Given node \(u\), we want to learn feature representations that are predictive of the nodes in its random walk neighborhood \(N_R(u)\).

3.3 Random Walk Optimization

  • Step 1 : Run short fixed-length random walks starting from each node \(u\) in the graph using some random walk strategy \(R\)

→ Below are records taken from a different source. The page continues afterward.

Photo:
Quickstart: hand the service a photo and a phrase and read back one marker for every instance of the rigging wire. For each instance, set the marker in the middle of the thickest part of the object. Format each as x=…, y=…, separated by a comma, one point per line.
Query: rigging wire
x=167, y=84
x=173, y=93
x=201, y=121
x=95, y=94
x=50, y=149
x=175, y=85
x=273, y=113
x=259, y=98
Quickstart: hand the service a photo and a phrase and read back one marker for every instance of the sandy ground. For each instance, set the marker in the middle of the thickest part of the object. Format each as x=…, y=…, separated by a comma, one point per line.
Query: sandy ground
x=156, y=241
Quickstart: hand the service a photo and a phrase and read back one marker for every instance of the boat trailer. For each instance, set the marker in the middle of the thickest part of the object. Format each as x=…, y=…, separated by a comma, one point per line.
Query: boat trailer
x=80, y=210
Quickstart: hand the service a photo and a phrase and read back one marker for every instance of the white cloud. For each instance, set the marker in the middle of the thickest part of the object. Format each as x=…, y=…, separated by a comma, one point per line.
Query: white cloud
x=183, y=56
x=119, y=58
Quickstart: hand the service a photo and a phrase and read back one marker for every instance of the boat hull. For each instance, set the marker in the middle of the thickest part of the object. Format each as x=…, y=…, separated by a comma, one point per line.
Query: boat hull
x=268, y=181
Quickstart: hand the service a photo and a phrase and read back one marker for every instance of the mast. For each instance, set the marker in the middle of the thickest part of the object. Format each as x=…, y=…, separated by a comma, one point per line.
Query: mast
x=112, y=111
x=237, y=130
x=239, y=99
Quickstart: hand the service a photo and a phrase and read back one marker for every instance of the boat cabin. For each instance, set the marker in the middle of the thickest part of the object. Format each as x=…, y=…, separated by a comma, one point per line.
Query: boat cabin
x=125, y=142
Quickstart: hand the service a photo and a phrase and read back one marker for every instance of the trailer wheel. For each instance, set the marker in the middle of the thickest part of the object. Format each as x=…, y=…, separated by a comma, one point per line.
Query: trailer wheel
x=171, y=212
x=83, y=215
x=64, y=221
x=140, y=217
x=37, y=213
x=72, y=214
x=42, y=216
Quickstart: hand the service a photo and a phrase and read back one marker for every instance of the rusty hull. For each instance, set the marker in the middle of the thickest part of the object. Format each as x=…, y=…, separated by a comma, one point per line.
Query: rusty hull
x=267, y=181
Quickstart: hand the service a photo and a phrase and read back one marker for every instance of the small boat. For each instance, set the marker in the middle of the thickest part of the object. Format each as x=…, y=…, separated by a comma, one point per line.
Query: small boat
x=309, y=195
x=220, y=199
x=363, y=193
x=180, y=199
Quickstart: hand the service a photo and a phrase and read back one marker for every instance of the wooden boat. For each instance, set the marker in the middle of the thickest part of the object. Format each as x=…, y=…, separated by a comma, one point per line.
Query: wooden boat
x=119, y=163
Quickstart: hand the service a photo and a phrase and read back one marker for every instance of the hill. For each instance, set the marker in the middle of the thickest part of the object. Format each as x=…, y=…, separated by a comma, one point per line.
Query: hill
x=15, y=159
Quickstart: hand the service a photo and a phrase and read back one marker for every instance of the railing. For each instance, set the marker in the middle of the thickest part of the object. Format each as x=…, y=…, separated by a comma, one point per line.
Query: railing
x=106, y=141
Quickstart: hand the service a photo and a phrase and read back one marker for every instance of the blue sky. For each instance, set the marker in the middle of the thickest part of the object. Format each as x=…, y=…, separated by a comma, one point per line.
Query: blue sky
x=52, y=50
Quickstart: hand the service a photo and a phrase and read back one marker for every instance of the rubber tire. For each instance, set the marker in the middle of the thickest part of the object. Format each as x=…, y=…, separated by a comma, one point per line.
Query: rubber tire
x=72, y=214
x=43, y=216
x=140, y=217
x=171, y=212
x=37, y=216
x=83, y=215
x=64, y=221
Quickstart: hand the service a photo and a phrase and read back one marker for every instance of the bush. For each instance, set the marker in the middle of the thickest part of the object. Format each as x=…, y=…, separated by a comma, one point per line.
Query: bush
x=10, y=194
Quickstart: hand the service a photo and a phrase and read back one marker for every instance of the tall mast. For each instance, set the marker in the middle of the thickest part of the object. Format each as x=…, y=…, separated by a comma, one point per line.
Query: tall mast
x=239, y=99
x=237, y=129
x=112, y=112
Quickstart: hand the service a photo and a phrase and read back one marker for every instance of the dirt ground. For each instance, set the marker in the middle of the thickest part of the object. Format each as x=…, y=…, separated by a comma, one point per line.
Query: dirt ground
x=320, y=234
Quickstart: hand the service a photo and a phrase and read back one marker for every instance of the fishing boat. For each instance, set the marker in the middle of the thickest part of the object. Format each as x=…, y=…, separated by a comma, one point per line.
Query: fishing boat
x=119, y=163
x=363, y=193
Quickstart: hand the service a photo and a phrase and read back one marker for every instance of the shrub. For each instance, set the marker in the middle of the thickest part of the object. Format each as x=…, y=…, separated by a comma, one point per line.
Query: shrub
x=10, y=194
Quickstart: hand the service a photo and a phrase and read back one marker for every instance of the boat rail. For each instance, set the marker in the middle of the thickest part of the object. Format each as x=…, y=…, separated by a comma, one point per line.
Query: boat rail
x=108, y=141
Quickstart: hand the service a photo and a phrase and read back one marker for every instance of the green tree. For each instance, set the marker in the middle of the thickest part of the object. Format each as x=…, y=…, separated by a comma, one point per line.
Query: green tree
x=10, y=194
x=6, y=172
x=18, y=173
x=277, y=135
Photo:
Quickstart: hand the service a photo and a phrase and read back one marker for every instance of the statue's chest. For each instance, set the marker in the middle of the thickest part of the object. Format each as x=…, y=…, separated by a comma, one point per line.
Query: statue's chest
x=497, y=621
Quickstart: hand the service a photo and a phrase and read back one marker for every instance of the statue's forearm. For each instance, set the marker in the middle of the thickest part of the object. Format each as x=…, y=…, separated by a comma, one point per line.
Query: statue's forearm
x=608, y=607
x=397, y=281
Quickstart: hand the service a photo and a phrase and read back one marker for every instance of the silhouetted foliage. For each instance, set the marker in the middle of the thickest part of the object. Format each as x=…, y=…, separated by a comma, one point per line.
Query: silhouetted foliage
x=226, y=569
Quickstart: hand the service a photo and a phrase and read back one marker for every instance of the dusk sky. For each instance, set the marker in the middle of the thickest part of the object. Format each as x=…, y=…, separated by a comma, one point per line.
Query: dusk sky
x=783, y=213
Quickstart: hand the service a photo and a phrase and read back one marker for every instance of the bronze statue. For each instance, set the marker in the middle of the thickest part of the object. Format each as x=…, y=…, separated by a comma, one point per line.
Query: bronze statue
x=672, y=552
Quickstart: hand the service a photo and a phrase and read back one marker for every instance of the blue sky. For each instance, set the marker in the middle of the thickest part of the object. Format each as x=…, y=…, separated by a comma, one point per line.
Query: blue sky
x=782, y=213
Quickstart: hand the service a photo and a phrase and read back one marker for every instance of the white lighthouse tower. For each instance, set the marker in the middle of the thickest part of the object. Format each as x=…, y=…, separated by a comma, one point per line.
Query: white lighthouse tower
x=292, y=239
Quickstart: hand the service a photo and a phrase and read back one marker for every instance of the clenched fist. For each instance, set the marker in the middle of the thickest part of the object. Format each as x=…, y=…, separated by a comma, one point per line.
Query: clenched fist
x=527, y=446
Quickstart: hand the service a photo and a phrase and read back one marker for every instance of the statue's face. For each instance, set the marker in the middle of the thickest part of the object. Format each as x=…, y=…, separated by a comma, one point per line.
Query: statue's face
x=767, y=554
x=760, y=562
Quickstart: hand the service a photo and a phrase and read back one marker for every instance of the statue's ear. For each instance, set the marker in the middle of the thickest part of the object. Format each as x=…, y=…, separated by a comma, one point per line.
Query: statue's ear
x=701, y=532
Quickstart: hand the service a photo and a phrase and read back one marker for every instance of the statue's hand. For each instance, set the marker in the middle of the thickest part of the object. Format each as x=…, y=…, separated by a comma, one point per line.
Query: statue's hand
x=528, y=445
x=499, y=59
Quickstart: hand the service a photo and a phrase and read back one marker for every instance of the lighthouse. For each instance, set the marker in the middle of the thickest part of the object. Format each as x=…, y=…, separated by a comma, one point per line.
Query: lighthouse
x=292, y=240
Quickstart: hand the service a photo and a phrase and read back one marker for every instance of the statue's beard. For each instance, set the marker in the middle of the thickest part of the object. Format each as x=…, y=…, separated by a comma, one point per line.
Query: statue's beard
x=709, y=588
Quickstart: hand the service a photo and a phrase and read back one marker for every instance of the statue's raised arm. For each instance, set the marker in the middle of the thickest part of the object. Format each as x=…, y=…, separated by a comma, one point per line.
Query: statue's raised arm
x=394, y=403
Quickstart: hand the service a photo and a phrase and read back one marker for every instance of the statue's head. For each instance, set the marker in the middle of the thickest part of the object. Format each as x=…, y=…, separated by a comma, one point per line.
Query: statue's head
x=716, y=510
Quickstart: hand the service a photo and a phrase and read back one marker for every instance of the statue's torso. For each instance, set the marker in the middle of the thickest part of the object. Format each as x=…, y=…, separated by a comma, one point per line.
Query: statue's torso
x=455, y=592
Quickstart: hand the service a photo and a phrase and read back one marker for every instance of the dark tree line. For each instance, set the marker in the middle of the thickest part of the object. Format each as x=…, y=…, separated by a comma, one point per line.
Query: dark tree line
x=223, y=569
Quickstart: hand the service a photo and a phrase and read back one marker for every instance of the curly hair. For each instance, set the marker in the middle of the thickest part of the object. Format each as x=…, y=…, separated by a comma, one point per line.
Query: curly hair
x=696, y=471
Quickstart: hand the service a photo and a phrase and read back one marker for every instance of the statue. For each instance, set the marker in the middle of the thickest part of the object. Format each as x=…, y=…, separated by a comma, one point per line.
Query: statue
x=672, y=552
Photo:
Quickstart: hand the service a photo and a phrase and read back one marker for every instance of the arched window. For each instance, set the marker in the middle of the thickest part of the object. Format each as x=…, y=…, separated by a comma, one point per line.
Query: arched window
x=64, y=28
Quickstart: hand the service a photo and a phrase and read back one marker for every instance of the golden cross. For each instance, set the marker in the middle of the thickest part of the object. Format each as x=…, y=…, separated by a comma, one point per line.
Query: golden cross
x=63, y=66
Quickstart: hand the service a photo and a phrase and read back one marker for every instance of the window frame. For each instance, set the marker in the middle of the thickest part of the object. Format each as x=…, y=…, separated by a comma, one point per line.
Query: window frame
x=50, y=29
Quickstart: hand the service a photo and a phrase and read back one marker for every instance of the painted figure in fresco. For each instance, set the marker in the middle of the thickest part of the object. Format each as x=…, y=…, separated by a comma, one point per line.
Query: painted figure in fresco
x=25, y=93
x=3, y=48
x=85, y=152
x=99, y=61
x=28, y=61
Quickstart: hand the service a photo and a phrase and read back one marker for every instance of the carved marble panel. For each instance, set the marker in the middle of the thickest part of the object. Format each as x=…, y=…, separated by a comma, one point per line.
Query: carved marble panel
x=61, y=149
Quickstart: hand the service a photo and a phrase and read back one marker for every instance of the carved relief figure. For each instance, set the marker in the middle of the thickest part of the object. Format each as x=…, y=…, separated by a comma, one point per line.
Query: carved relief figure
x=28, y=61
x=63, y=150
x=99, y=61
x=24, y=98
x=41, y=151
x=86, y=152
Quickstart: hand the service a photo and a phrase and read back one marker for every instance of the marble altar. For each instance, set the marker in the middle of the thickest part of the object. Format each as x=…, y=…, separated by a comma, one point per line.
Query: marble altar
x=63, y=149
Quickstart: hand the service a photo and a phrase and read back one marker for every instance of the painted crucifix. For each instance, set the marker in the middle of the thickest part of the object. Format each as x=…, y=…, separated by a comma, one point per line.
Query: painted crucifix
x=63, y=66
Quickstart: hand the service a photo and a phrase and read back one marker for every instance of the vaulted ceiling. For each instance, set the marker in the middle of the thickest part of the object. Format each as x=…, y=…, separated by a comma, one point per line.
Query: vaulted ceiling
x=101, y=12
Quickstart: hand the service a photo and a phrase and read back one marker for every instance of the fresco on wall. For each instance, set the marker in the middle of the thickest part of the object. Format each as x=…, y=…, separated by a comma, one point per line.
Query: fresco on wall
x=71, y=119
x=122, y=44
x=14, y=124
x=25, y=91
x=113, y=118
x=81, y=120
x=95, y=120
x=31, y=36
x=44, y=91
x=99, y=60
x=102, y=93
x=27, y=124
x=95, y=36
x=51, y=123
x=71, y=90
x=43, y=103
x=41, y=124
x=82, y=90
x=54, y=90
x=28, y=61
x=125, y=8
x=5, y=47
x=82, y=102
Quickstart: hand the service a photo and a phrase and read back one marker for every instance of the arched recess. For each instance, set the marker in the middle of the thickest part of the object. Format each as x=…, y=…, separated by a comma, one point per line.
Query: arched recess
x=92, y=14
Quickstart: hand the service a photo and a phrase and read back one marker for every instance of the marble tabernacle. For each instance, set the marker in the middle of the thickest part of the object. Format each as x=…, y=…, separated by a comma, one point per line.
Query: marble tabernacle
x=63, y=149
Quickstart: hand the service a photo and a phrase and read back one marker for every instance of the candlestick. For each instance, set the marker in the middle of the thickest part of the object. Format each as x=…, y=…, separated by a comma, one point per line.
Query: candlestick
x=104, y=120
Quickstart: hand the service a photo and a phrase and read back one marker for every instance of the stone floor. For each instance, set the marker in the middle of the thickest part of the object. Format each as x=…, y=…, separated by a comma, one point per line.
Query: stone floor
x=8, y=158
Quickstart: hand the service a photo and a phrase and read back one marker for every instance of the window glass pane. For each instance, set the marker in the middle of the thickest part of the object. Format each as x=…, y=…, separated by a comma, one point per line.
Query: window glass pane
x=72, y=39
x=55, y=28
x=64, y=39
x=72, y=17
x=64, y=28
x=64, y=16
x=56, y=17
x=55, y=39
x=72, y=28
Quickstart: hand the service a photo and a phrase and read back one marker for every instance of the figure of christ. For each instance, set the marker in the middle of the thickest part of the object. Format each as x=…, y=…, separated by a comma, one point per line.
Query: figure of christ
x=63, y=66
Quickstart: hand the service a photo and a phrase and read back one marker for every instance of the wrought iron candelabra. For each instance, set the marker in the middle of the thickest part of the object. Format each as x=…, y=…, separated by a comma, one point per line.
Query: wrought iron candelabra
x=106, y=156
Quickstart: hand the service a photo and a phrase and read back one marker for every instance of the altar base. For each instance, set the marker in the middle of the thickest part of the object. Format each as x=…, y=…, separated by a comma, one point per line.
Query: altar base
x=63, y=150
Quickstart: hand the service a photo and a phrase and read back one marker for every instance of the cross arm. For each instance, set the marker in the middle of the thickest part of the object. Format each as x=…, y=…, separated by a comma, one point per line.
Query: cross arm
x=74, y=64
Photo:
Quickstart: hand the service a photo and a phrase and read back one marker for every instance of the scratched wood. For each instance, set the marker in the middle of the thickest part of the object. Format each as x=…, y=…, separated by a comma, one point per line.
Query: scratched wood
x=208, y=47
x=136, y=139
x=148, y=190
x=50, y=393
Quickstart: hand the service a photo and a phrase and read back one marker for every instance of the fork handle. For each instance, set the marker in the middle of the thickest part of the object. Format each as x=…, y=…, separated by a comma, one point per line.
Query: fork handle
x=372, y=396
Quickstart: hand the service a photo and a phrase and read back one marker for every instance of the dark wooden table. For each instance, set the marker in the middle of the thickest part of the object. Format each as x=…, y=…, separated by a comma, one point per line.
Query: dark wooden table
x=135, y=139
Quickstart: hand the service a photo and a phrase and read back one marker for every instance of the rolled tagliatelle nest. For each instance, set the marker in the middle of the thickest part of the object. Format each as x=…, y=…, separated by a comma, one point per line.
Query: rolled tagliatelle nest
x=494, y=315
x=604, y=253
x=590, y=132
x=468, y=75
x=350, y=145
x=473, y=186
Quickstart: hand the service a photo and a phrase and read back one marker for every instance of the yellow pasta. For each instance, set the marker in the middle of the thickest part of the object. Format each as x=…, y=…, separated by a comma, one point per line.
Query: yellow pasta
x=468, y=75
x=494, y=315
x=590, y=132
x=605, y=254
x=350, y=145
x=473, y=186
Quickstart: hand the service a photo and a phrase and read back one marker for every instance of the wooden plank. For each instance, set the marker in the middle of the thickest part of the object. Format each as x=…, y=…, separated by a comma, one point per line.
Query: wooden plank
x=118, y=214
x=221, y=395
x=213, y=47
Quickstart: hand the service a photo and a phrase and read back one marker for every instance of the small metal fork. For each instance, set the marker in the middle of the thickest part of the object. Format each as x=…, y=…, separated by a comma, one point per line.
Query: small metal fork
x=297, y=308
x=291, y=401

  • Step 2 : For each node \(u\) collect \(N_R(u)\), the multi-set (\(N_R(u)\) can have repeat elements since nodes can be visited multiple times on random walks) of nodes visited on random walks starting from \(u\)

  • Step 3 : Optimize embeddings according to: Given node \(u\), predict its neighbors \(N_R(u)\).

Maximum likelihood objective:

\[\max _{f} \sum_{u \in V} \log \mathrm{P} \left(N_{\mathrm{R}}(u) \mid \mathbf{z}_{u} \right) \]

or equivalently,

\[\mathcal{L} = \sum_{u \in V} \sum_{v \in N_{R}(u)}-\log \left(P\left(v \mid \mathbf{z}_{u}\right)\right) \]

Intuition : Optimize embeddings \(\boldsymbol{z}_u\) to maximize the likelihood of random walk co-occurrences.

Parameterize \(\mathrm{P}(v|\boldsymbol{z}_u)\) using softmax:

\[\Pr \left(v \mid \mathbf{z}_{u}\right) = \frac{\exp (\mathbf{z}_{u}^{\top} \mathbf{z}_{v})}{ \sum \limits_{n \in V} \exp (\mathbf{z}_{u}^{\top} \mathbf{z}_{n})} \]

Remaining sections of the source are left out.